While European economies struggle with high unemployment (for example, Spain with unemployment around 22 per cent and Greece with 21 per cent), Singapore has the opposite challenge — a tight labour market.

With an unemployment rate of 2 per cent and ambitions to grow productivity by 2 to 3 per cent annually by 2020, Singapore is experiencing major labour market challenges.

Randstad’s 2011/12 World of Work report found that a third of business leaders in Singapore said the challenge for the year ahead was attracting top talent. But in this market, the competition is intense, with wage pressure also becoming an issue in terms of finding and securing quality employees.

For businesses and industries that must compete with higher paying industries for talent, the next best option is to build and develop an attractive employer brand.

Randstad research shows that remuneration is not always the deciding factor for jobseekers when choosing the best employer. 

Employees also want to join a strong company culture led by leaders who communicate a clear vision. They want professional development opportunities, and they also want career progression.

These are all part of what makes up an employer brand. But what is employer branding? Is it just jargon or does it have real meaning?

Employer branding

Employer branding is the messaging that positions your organisation as an employer of choice and fosters brand loyalty. Developing a strong employer brand is fundamental to attracting and securing talent, but even more so in Singapore’s skills-short marketplace.

Employer branding helps organisations build an emotional connection with jobseekers and employees, resulting in higher levels of engagement, which in turn enable the attraction and retention of leading talent.

At the simplest level, a strong employer brand is about having a good reputation. Most business leaders agree that a good reputation as an employer and a highly engaged workforce will deliver competitive advantage, superior financial results and organisational value.

A strong employer brand positions you in the market for talent as a preferred employer and creates brand ambassadors for your organisation.

Aligning your external brand proposition with your internal employer brand proposition will allow your brand DNA to truly shine through. A good employment brand will give you access to an enhanced talent pool with more candidates who match the role requirements, meet and exceed the expectations of the hiring manager, and connect with the organisation’s culture.

What’s your EVP?

Understanding your employer value proposition (EVP) — the offering you provide in return for the skills, capabilities and experiences an employee brings to the organisation — and taking active steps to improve employee engagement is central to the concept of employer branding.

An EVP must be unique, relevant and compelling if it is to act as a key driver of talent attraction, engagement and retention — the true essence of what gives your organisation the competitive edge.

Employee engagement is about translating employee potential into employee performance.
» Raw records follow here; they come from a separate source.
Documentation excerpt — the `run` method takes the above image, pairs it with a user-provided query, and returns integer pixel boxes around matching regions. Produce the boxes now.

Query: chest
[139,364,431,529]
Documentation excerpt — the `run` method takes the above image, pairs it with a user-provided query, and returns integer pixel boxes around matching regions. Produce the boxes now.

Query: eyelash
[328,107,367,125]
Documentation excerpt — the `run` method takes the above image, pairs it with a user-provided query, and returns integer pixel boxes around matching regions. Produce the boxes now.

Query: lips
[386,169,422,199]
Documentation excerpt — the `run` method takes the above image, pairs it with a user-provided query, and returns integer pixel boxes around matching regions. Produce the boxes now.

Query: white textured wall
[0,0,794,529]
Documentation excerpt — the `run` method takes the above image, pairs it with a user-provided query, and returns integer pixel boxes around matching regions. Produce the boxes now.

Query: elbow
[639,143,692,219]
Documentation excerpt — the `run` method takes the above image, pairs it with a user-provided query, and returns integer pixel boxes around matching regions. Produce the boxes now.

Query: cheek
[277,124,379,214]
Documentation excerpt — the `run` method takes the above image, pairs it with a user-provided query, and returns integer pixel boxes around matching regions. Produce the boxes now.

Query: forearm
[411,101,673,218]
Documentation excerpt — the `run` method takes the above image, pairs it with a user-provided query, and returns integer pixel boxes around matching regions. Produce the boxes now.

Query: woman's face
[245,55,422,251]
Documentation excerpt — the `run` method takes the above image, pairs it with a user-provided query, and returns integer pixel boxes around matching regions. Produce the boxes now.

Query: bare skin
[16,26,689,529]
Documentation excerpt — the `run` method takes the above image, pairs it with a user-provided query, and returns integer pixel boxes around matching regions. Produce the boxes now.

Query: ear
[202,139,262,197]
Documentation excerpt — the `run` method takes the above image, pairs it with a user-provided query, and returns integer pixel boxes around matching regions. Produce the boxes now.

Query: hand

This will have a positive impact on organisational performance as engaged employees are intellectually stimulated and emotionally inspired.

They have the tools needed to perform their jobs, are advocates of your organisation, have a desire to stay with you, are more customer-focused and are willing to go the extra mile when required.

There are many benefits of being clear about what you stand for and aligning every aspect of your business around this central thought. These include better financial performance, greater innovation and improved retention, reduced absenteeism and lower overall recruitment costs.